Imagine a person with a disability was sick, and their care provider had to take them to a medical care facility. Once they get there, the care provider cannot go in to help them. While in medical care facilities, the nurses and doctors are helping the patient but do not know all their needs or accommodations, and something could happen to the patient. Many real stories of people with disabilities in Virginia and across the United States experienced this during the pandemic.

When the pandemic started, medical care facilities wanted to ensure that people were not getting infected and keep people safe. No one was allowed into the medical care facilities with a patient being admitted. Patients could not have someone with them in the hospital for a year or more. This affected so many people, especially people with disabilities. This led to loved ones and people that supported people with disabilities not being able to know what was going on or help the person in the medical care facilities.

Many care providers had to drop off a person with a disability at a medical care facility during COVID-19 and could not go inside the facility with them. This led to people with disabilities being left alone at medical care facilities, and some of them needed the help of their designated support persons. Imagine being a person with an intellectual disability or developmental disability and needing a support person to help advocate on your behalf or assist you with things you might need. Some of these individuals do not communicate verbally, and there was no one there to speak for them or help them understand what was happening to them.

Virginia’s General Assembly passed House Bill 2612 in 2021, creating the right for people with disabilities to have a designated support person with them at all times in medical care facilities.

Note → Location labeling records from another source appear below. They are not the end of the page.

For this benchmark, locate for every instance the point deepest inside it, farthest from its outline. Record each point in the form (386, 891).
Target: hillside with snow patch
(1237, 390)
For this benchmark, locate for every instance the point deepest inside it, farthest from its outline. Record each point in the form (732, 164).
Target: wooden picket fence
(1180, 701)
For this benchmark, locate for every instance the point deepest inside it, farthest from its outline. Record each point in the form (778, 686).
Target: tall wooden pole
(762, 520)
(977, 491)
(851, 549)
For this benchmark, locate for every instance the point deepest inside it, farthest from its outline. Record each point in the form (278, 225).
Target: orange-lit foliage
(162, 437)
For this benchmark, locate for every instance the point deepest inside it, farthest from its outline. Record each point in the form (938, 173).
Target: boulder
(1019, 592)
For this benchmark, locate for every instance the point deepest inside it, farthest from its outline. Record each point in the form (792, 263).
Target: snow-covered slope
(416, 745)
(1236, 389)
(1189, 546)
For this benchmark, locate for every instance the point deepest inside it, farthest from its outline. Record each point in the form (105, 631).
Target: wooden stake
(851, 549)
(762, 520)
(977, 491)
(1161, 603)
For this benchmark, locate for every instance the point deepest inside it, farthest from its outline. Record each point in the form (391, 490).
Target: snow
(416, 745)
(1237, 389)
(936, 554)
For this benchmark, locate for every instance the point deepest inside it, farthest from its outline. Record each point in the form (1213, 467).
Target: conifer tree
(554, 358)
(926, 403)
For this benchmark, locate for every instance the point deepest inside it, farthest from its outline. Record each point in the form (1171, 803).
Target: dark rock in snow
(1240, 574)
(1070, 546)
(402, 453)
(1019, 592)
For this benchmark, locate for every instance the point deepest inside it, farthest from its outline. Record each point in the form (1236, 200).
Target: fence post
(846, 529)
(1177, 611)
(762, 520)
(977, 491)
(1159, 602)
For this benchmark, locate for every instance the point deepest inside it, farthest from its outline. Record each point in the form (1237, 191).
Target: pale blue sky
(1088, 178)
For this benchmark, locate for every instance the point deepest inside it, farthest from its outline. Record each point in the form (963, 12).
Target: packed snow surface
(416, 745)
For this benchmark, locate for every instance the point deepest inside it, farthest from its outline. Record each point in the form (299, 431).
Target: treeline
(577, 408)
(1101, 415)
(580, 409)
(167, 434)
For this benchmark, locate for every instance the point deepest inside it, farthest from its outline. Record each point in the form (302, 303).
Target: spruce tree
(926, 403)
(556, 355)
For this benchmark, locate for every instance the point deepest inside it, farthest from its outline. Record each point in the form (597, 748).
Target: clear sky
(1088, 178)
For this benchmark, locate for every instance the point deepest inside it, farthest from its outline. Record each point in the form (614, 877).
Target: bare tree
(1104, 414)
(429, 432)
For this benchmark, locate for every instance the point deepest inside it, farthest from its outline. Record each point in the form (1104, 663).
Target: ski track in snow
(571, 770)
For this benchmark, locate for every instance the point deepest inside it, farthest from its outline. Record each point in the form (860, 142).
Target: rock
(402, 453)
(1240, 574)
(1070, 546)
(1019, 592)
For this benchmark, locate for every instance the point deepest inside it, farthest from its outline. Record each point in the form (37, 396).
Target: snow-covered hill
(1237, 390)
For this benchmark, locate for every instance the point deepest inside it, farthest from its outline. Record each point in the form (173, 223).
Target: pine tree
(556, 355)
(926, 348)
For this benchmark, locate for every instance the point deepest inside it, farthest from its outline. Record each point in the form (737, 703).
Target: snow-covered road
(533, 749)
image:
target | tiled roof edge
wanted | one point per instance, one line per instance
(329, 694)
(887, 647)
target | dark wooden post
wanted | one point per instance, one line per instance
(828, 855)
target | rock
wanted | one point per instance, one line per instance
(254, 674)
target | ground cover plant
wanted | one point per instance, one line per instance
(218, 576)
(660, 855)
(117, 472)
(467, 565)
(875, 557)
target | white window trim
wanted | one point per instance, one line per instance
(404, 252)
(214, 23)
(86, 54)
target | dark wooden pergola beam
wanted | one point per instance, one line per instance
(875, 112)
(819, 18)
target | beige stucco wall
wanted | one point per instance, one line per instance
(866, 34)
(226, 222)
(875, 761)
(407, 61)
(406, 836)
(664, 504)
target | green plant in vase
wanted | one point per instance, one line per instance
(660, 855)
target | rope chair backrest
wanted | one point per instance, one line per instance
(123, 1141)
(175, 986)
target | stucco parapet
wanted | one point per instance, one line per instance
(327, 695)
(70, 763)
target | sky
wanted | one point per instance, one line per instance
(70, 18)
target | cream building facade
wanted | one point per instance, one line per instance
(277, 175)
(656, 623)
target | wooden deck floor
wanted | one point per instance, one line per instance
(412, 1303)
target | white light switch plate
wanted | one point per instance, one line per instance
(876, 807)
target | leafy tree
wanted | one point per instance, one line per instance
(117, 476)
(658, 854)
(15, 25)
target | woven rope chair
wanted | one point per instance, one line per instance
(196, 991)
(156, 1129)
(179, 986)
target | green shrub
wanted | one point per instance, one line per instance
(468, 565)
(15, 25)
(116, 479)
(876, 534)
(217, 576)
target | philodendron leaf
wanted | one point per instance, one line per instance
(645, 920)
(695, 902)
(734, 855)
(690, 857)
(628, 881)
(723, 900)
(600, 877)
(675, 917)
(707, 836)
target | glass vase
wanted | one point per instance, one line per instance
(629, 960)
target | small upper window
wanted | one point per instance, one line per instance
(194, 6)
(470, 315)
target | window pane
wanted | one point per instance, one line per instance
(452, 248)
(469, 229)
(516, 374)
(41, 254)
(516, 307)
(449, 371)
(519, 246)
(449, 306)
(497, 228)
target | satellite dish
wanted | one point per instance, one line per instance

Medical care facilities are now required to allow a person with a disability to have a designated support person with them if necessary. The designated support person is not a visitor and does not have to follow any restrictions regarding visitors or visitors’ hours. However, a designated support person has to follow all reasonable requirements to protect health and safety.

A person with a disability might have to provide documentation about their disability and their need for support person if the medical care facility requests it. The new law requires that, at the time the patients are admitted, medical care facilities must inform them about the protocols that are in place regarding a person with a disability having a designated support person. The information about the protocols shall also be on the medical care facility websites.

This law can greatly impact outcomes for people with disability. A person with a disability should be able to have a designated support person within medical care facilities because the designated support person knows the person with a disability and can help the nurses and doctors with the care. Persons with disabilities should be able to have the proper support and assistance in medical care facilities, and a designated support person will be able to help with that.